What Chinese Travelers Want

China has the largest outbound tourism market in the world. Where they go, what they do and what they buy offers great data for understanding how the travel industry will change in the year ahead. The travel market adapts to respond to needs and drivers from consumers. What Chinese travelers want they’ll get. So let’s understand their needs and then we can anticipate how your travel experiences will change in the year ahead.

The Chinese Outbound Tourism Research Institute (COTRI) released its latest Chinese outbound tourism data for Q3 2018, revealing strong year-on-year growth compared with Q3 2017, albeit at a slower rate than seen in the first two quarters of 2018. It’ll be a while before the year end report is ready.

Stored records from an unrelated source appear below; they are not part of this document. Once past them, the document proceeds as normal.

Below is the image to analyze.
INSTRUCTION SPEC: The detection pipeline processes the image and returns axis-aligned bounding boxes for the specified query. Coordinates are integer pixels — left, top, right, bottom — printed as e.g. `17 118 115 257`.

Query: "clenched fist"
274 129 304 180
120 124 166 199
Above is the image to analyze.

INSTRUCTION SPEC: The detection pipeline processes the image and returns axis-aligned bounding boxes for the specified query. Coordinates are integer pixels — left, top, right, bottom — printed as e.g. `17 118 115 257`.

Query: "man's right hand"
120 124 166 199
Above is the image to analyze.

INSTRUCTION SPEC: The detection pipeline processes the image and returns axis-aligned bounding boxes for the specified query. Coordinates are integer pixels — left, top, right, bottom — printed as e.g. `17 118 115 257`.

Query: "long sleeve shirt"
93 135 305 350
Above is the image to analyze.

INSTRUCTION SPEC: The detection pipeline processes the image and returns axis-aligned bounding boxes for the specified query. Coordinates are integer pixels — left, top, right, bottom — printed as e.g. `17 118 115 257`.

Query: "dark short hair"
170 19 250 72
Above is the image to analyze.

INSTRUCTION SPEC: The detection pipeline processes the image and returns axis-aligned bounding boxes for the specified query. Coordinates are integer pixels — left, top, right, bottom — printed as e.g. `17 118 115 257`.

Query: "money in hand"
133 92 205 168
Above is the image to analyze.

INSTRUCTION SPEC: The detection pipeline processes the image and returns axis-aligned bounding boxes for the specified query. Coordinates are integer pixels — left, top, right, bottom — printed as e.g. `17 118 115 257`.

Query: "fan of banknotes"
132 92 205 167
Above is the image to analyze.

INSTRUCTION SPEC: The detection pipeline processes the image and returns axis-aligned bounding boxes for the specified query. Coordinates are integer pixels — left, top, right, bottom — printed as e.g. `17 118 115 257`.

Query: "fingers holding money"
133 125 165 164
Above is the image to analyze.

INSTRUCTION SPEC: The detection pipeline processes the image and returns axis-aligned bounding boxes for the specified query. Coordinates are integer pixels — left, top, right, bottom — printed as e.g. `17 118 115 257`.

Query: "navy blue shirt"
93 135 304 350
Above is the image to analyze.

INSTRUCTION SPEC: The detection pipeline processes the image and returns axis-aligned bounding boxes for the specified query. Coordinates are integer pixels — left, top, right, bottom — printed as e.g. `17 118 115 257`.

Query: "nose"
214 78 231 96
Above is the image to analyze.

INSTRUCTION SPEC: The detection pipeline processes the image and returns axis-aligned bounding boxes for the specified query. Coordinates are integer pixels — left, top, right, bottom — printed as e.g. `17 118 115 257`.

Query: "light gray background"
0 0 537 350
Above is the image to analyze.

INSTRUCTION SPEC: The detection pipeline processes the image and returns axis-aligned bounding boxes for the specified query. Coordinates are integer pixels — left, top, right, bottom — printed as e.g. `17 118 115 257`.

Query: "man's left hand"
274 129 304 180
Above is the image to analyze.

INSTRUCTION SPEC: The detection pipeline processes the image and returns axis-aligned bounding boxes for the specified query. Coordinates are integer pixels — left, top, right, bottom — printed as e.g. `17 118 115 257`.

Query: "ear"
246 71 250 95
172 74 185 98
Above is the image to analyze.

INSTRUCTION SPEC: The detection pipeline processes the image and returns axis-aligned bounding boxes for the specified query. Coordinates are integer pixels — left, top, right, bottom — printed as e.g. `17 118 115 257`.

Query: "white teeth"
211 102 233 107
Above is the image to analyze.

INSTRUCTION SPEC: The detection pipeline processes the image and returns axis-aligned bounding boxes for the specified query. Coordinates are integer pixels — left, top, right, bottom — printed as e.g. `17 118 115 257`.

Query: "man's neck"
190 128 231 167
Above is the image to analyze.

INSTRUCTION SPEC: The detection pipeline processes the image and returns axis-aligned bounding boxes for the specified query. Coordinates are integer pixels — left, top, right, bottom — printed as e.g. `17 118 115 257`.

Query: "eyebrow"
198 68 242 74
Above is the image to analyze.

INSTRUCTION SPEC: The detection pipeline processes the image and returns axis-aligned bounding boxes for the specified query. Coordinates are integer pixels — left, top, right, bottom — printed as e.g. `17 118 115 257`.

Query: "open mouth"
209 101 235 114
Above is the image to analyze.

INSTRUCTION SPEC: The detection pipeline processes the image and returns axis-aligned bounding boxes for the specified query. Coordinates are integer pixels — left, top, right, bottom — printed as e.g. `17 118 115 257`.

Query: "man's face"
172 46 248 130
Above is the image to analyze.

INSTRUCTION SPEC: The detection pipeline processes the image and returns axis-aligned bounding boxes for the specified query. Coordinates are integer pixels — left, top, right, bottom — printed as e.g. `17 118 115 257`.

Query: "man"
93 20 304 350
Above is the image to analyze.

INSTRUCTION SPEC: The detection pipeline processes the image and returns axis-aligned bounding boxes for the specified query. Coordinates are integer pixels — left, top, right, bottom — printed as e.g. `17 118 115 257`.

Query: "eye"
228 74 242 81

The third quarter of the year saw 43 million border crossings made by Chinese nationals worldwide

Among this figure, 20 million arrivals were recorded within the Greater China region (Hong Kong SAR, Macau SAR and Taiwan), while the remaining 23 million – 53% of the total – were made in destinations around the rest of the world.

Overall, Q3 2018’s 43 million border crossings represent a 10% year-on-year increase against 2017’s results, while Q1 and Q2 2018’s year-on-year growth rates were 17% and 16% respectively.

COTRI’s recent results bring the total for the first three quarters of 2018 to a combined 123 million border crossings worldwide, a figure 14% higher than 2017’s equivalent. Should Q4 2017’s 37 million Chinese arrivals be matched, COTRI’s forecast total of 160 million annual border crossings for 2018 will be reached. However, factoring in a year-on-year increase of 10% as seen in Q3 2018, this total becomes 164 million.

Chinese consumers are warming to some destinations and cooling to others

The most-recent quarter’s lower growth in comparison to the figures posted in the first two quarters of the year can be attributed in part to a gradual slowdown in year-on-year increases in Hong Kong following its strong start to 2018, but weak growth in key destinations including Thailand, Australia, Singapore and Germany among others has also impacted results. The US and UK notably have seen dropoffs in Chinese arrivals, with increased political stability and the fear of potential visa issues exacerbating problems.

Among destinations to have seen success in attracting Chinese arrivals in Q3 2018, Nepal stands out as a leading example having recorded 40,000 arrivals for the quarter (YoY +77%) and a total of 110,000 for the year so far. Should the country be able to maintain its positive course, Nepal could well exceed its record high annual arrivals total of 123,000 set in 2014 before the impact of the 2015 earthquake and recent political instability affected its destination image among the Chinese outbound market.

Chinese consumers are becoming more cautious

While traveller expenditure data is not yet available for the period, trends suggest that overseas spending has plateaued, if not decreased. This can be attributed to the fact that long-haul destinations have not been able to grow their market share, while shopping is losing its importance as a key activity for Chinese outbound travellers. Furthermore, the continuation of Beijing’s anti-graft campaigns means that growth in expensive overseas purchases such as on luxury goods and real estate is slowing as many travellers exercise caution in their spending.

Further analysis of growth trends in the Chinese outbound travel market, as well as dissection of traveller demographics, purpose of travel, residence and other characteristics can be found within COTRI Analytics.

What Chinese travelers want matters because your travel experience will change as the market reacts to its most important consumer’s demands. In the year ahead we think this will translate to fewer Chinese visitors to the US, more to Southeast Asia, less luxury goods purchases and more desires to have a real, authentic experience. For travelers this means there may be bargains in the US but the beaches in Thailand are going to be more crowded.